Tuesday, December 29, 2009

They buried their hearts at Wounded Knee

Today is the day in 1890 (not so long ago, unless you are under the age of 30) that over 300 members of the Lakota tribe were butchered by federal troops at Wounded Knee.
Black Elk, a holy man of the Lakota (also known as the Sioux) tribe, said later, "I did not know then how much was ended. When I look back now from this high hill of my old age, I can still see the butchered women and children lying heaped and scattered all along the crooked gulch as plain as when I saw them with eyes still young. And I can see that something else died there in the bloody mud, and was buried in the blizzard. A people’s dream died there. It was a beautiful dream. And I, to whom so great a vision was given in my youth,—you see me now a pitiful old man who has done nothing, for the nation’s hoop is broken and scattered. There is no center any longer, and the sacred tree is dead."
I think it would not be really necessary to make any comparisons to life on Culebra, as anyone who has an interest here has hopefully read Target Culebra by Richard Copaken, or Don Monchin's book of the history of Culebra, to better understand the depths and duplicity of those, even to the present day, who attempt to steal Culebra for themselves and their own disrespectful greed.
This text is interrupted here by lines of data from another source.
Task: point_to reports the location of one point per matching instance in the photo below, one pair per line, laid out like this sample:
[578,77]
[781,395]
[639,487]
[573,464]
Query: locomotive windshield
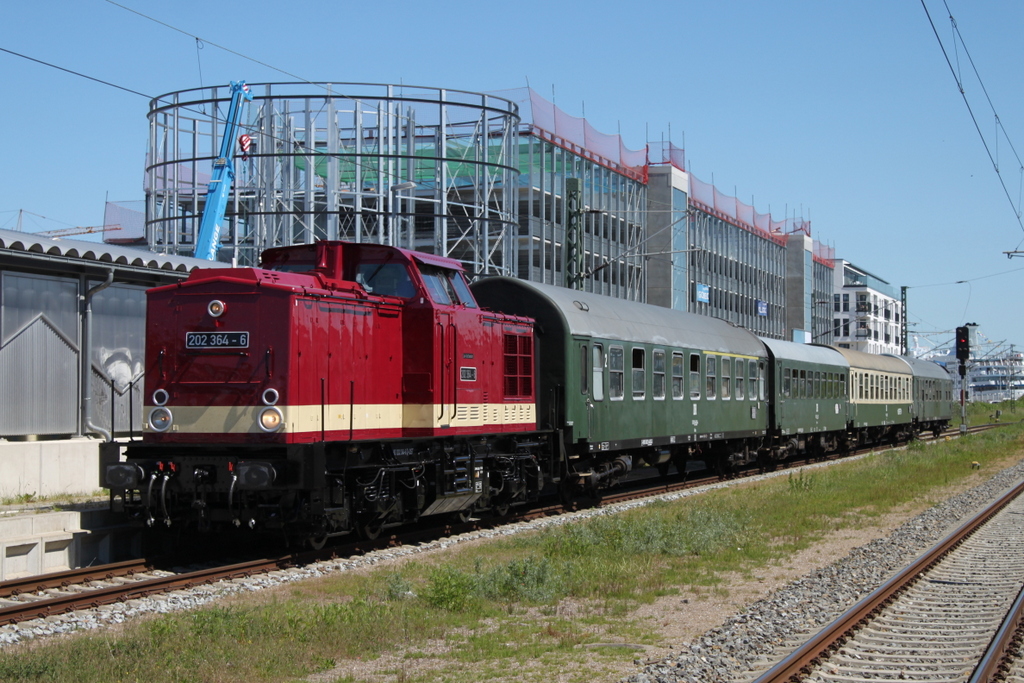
[446,287]
[386,279]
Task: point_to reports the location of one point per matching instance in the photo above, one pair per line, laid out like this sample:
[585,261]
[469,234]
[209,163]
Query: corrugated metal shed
[42,281]
[94,253]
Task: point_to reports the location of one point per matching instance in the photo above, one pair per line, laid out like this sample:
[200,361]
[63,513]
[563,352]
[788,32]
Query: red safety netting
[576,134]
[711,200]
[667,153]
[824,254]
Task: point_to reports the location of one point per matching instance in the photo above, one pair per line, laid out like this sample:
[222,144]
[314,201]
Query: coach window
[616,369]
[695,376]
[584,370]
[598,353]
[657,369]
[639,374]
[752,381]
[726,378]
[677,376]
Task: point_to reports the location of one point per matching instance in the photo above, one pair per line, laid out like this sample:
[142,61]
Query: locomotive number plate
[216,340]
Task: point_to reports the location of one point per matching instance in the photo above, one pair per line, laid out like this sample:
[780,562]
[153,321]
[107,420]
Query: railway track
[52,594]
[936,621]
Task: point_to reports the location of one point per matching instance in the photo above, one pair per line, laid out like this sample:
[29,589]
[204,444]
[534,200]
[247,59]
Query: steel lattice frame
[336,161]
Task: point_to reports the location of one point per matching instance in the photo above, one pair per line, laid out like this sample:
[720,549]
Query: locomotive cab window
[438,286]
[386,279]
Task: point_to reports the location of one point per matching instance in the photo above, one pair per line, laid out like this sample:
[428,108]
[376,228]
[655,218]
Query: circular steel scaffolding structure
[422,168]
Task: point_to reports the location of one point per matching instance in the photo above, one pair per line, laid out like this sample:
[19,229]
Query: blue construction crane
[208,239]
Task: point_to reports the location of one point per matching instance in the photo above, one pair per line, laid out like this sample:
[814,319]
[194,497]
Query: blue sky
[845,111]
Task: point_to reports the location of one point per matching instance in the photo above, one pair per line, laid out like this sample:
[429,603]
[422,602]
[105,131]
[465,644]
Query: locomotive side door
[445,342]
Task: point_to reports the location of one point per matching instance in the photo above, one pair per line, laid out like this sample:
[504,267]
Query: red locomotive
[339,387]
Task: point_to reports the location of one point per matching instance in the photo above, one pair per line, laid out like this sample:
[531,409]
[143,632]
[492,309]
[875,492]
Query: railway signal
[963,344]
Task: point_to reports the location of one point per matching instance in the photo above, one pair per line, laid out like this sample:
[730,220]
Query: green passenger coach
[651,383]
[809,389]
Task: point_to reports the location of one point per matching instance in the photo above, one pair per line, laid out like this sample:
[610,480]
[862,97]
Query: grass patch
[515,608]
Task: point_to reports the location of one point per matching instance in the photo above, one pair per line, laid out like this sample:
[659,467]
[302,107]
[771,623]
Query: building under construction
[505,182]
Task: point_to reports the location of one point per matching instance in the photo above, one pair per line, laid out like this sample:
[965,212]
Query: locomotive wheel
[370,530]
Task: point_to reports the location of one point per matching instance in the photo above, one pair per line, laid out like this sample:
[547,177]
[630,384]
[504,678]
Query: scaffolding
[419,168]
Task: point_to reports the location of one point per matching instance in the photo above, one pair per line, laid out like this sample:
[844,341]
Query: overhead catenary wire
[960,85]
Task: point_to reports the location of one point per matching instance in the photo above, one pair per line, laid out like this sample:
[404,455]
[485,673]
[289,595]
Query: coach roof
[587,314]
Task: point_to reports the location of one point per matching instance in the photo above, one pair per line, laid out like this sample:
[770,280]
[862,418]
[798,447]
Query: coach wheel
[316,542]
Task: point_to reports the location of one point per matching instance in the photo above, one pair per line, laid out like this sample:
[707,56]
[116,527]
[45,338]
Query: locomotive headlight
[270,419]
[160,419]
[216,308]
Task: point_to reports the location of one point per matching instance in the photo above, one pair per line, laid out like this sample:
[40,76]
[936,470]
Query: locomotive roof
[787,350]
[927,369]
[885,364]
[590,314]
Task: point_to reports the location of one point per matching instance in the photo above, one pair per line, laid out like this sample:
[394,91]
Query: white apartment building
[866,313]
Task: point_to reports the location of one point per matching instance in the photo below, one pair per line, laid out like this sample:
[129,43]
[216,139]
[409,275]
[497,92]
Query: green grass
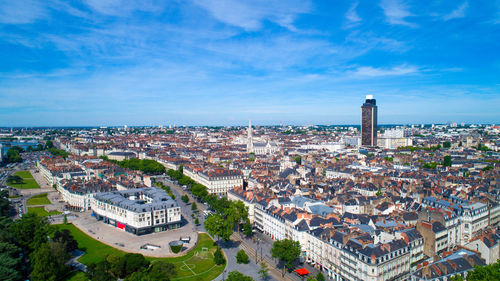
[201,262]
[40,199]
[29,181]
[77,276]
[40,211]
[24,174]
[28,184]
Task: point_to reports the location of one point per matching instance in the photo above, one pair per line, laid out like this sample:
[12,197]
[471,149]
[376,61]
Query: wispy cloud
[21,12]
[352,16]
[396,12]
[124,7]
[368,71]
[459,12]
[250,15]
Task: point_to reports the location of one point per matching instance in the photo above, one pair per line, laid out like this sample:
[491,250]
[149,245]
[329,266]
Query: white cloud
[20,12]
[123,7]
[458,12]
[249,15]
[368,71]
[352,15]
[396,11]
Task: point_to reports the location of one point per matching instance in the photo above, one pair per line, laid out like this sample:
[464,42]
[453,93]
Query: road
[229,248]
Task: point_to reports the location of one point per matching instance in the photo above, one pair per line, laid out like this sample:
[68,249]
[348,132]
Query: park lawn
[27,184]
[201,262]
[77,276]
[24,174]
[40,211]
[40,199]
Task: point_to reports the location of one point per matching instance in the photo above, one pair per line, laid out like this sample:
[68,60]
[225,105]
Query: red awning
[302,271]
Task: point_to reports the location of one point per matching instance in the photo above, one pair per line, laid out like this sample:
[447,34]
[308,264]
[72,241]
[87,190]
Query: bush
[242,257]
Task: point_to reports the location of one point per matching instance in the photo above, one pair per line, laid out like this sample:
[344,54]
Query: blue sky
[200,62]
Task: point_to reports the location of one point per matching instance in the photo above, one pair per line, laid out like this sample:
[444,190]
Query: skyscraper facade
[369,122]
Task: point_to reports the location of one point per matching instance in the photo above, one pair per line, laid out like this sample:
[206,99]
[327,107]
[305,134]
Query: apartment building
[473,217]
[138,211]
[79,193]
[218,181]
[354,256]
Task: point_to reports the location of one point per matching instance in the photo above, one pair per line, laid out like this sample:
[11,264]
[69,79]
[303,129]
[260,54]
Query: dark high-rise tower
[369,122]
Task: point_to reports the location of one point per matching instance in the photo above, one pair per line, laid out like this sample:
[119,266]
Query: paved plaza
[129,242]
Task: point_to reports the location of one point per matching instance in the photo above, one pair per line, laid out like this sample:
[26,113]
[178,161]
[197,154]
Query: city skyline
[96,63]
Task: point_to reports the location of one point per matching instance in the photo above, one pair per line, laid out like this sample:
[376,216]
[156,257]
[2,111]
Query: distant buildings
[260,147]
[369,122]
[218,181]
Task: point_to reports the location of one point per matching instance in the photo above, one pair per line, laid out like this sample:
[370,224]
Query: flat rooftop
[131,199]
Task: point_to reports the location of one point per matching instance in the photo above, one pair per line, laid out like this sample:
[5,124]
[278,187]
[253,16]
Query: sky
[201,62]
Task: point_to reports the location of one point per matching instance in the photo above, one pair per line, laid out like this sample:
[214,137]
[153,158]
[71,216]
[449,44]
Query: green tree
[447,161]
[298,159]
[247,229]
[320,277]
[242,257]
[218,226]
[30,231]
[485,273]
[99,271]
[487,168]
[287,251]
[15,179]
[263,272]
[13,156]
[219,257]
[238,276]
[49,144]
[10,261]
[457,277]
[48,262]
[66,239]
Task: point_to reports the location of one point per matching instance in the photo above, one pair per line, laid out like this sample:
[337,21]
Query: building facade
[369,122]
[138,211]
Those who were born here have lived this reality, especially the elders of the community. Are we headed for a time when there is no longer a center? When all the sacred trees will be dead? When our hearts' view of Culebra will be only a memory, as I'm sure it is for many of the elders here? I don't have answers, I only have the desire to stand in the breach and be open and thankful for living here on Culebra and willing to work for holding on and saving what's left.

Have a tranquil Tuesday. Do something truthful.